We anticipate total supermarket square footage growth of 2% before acquisitions and operational closings, with an emphasis on our large, fast-growing markets. We expect to make a cash contribution of approximately $125 million to the company-sponsored retirement plans, a reduction of about $25 million from fiscal 2006.

We forecast that our tax rate for fiscal 2007 will be approximately 38%, excluding the effects from the interpretation of FASB Interpretation Number 48, Accounting for Uncertainties in Income Taxes.

As you know, we have several labor negotiations this year covering store associates in Southern California, Cincinnati, Detroit, Houston, Memphis, Toledo, Seattle and West Virginia. Negotiations this year will be challenging, as we must have competitive cost structures in each market, while meeting our associate needs for good wages and affordable healthcare.

Now I would like to turn it back over to Dave for some closing remarks.

David Dillon

Thanks, Rodney. We are very pleased with the results for our fourth quarter and fiscal 2006. As Rodney discussed, our fiscal 2006 results compared favorably to each of the objectives we outlined for you at the beginning of 2006.

We made significant strides in several key areas. We grew our average market share by 65 basis points despite intense competition; we showed even stronger growth in markets where we compete directly with supercenters. These gains clearly show our plan is working. We continue to balance operating cost reductions with investments aimed at improving our customers' overall shopping experience in all aspects, including service, product quality and selection and value. Keeping our efforts focused on each and every customer is so important as we continue to face competitive challenges on all fronts.

We believe we have the right approach to uniquely meeting the diverse needs of today's shoppers, and we have the talented people to do so in 2007 and beyond. Now, we'd be happy to take your questions.

Question-and-Answer Session

Operator

(Operator Instructions) Your first question comes from John Heinbockel - Goldman Sachs.

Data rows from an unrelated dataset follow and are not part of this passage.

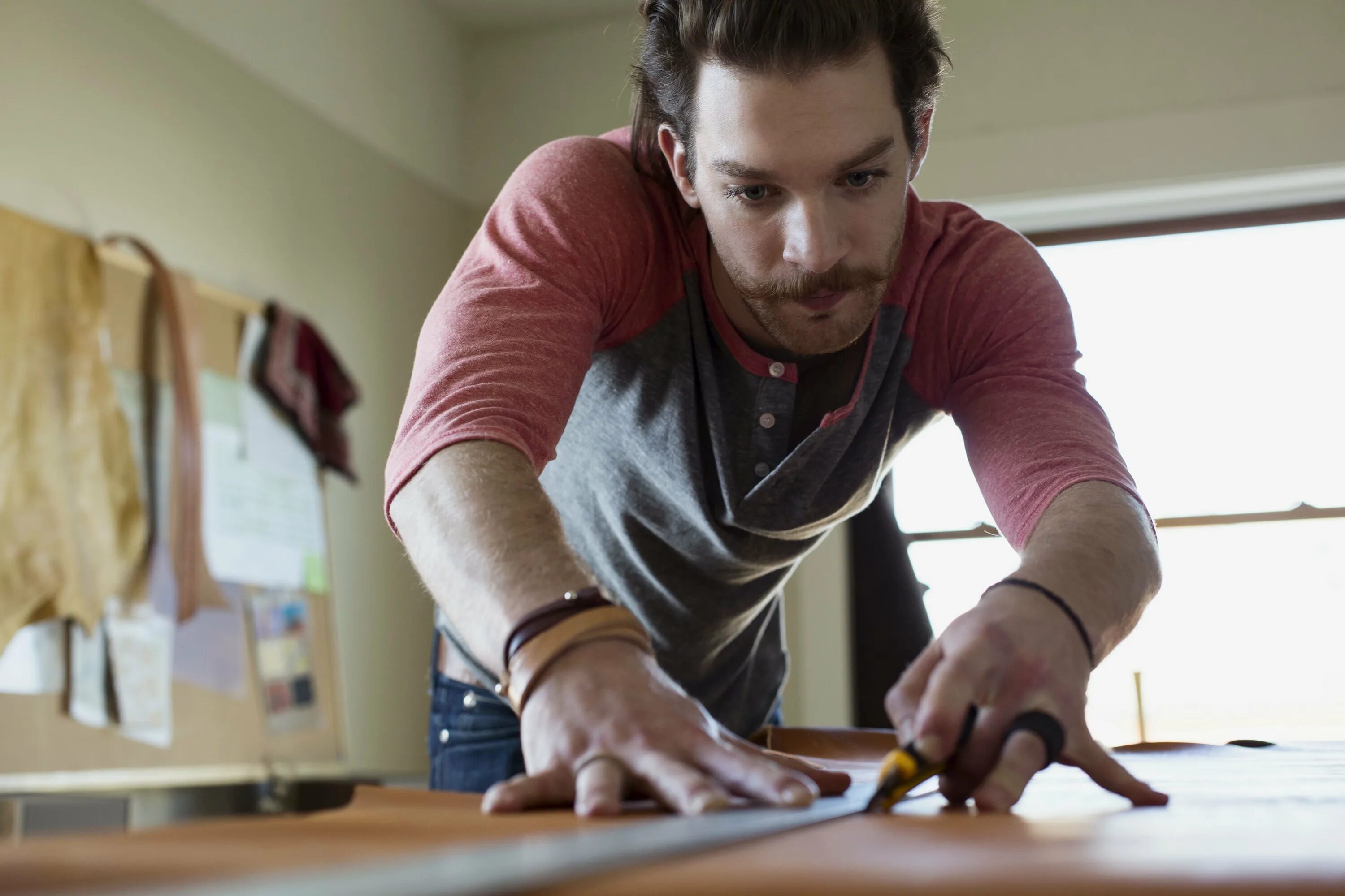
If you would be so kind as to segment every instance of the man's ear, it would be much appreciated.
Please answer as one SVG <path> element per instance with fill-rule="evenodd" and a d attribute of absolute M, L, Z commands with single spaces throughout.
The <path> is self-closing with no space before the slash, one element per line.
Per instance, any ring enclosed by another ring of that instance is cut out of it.
<path fill-rule="evenodd" d="M 932 106 L 929 109 L 925 109 L 923 113 L 920 113 L 920 117 L 916 118 L 916 133 L 920 134 L 920 149 L 917 149 L 916 154 L 911 157 L 911 176 L 907 177 L 907 183 L 911 183 L 912 180 L 915 180 L 916 175 L 920 173 L 920 165 L 924 164 L 925 153 L 929 152 L 929 128 L 931 128 L 931 125 L 933 125 L 933 107 Z"/>
<path fill-rule="evenodd" d="M 699 208 L 701 197 L 695 193 L 695 184 L 691 183 L 691 172 L 686 167 L 686 146 L 672 133 L 671 125 L 659 125 L 659 149 L 663 150 L 663 159 L 668 163 L 668 171 L 672 172 L 672 180 L 677 183 L 682 199 L 691 208 Z"/>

John Heinbockel - Goldman Sachs

Can you guys talk to the performance of remodels this past year versus the year before or the year before that? Is the performance in terms of comp lift and related margin, is that getting a lot better?

Rodney McMullen

If you look at their performance they continue to be reasonably good. It would not be appreciably better this year than the last two years, but we are doing a few additional remodels in '06 than what we did in '05 and '04.

As you know, when you look toward '07, our intent would be to increase the number of remodels even higher than what we did in '06.

David Dillon

John, you can tell we're pretty bullish on what our remodels do for us. But that has been true now for several years.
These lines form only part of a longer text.